La revendication appuyée d’être dans la ligne de Populorum progressio est une sorte de gag (très catholique) de l’« herméneutique de continuité ». Benoît XVI tient à souligner : « Le lien existant entre Populorum progressio et le Concile Vatican II ne représente pas une coupure entre le magistère social de Paul VI et celui des Papes qui l’avaient précédé, étant donné que le Concile est un approfondissement de ce magistère dans la continuité de la vie de l’Église. (…) Il n’y a pas deux typologies différentes de doctrine sociale, l’une pré-conciliaire et l’autre post-conciliaire, mais un unique enseignement, cohérent et en même temps toujours nouveau. »
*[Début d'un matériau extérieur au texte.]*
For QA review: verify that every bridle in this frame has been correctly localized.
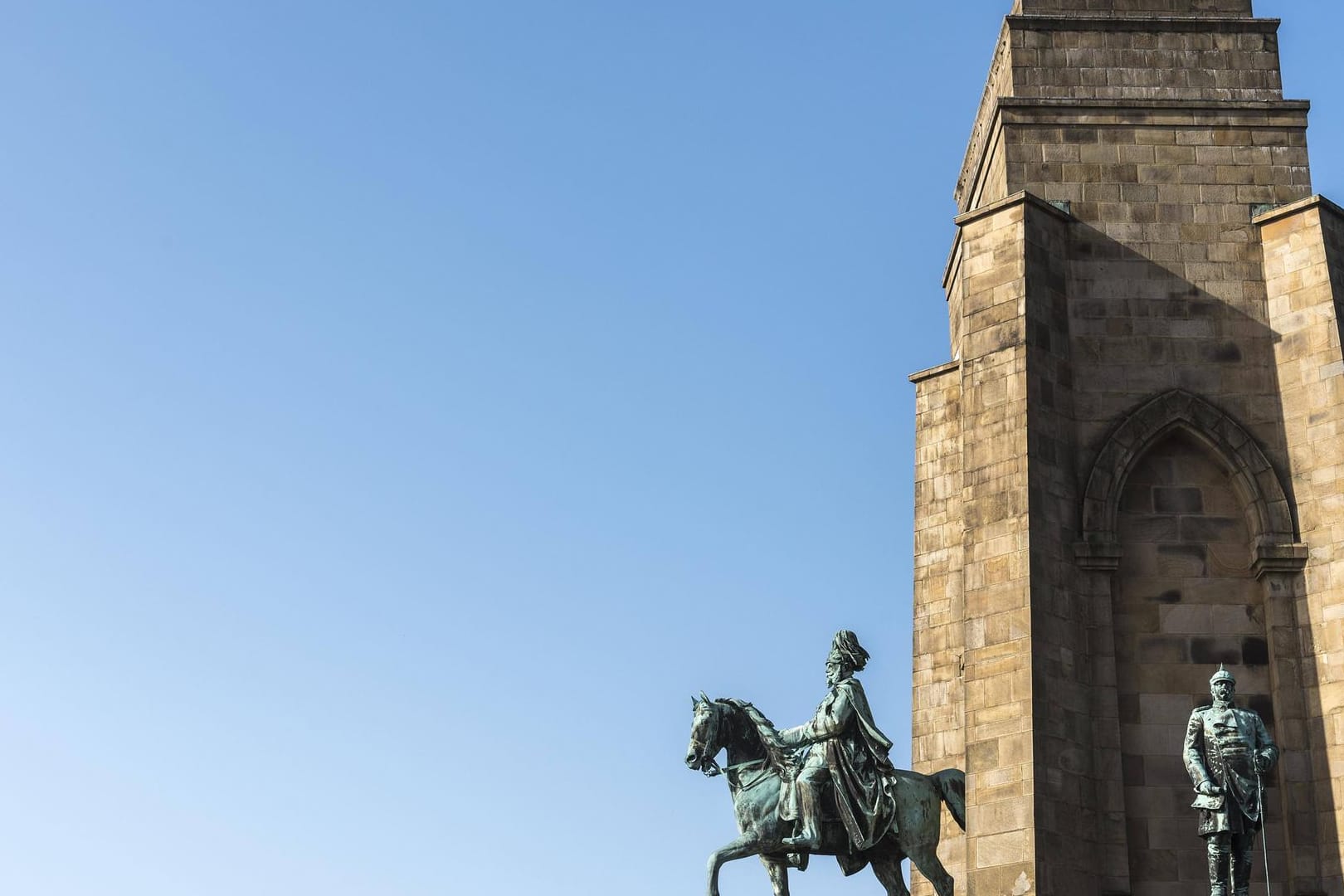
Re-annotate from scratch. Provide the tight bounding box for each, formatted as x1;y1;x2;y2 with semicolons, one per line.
691;700;723;778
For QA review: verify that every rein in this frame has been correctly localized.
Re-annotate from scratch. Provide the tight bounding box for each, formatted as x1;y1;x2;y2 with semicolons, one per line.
723;757;772;794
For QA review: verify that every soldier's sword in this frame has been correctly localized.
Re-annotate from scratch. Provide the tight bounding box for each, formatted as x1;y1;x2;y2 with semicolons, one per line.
1253;773;1274;896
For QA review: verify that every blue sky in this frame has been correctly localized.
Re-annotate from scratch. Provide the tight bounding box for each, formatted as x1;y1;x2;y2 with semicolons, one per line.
0;0;1344;896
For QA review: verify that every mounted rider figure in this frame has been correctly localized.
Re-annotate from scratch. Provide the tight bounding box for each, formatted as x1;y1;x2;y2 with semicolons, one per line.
780;631;897;852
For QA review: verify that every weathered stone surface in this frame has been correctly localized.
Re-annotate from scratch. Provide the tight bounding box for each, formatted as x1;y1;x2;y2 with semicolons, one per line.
911;0;1344;896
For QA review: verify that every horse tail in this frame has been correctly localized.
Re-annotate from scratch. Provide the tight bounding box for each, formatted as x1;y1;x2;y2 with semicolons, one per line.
933;768;967;830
C’est en effet ce que montre Benoît XVI, par sa relecture de Populorum progressio, dont il extrait les éléments proprement catholiques pour leur donner tout leur sens. C’est ainsi qu’il reprend le concept de « développement intégral », en rendant très explicite ce qui était quelque peu implicite dans le propos de Paul VI. Le développement intégral de l’homme, souligne Benoît XVI, demande « une vision transcendante de la personne », qui a « besoin de Dieu : sans Lui, le développement est nié ou confié aux seules mains de l’homme, qui s’expose à la présomption de se sauver par lui-même et finit par promouvoir un développement déshumanisé ». Et il déclare d’emblée : « Dans le contexte socioculturel actuel, où la tendance à relativiser le vrai est courante, vivre la charité dans la vérité conduit à comprendre que l’adhésion aux valeurs du christianisme est un élément non seulement utile, mais indispensable pour l’édification d’une société bonne et d’un véritable développement humain intégral. » Ce qu’on chercherait en vain dans Populorum progressio.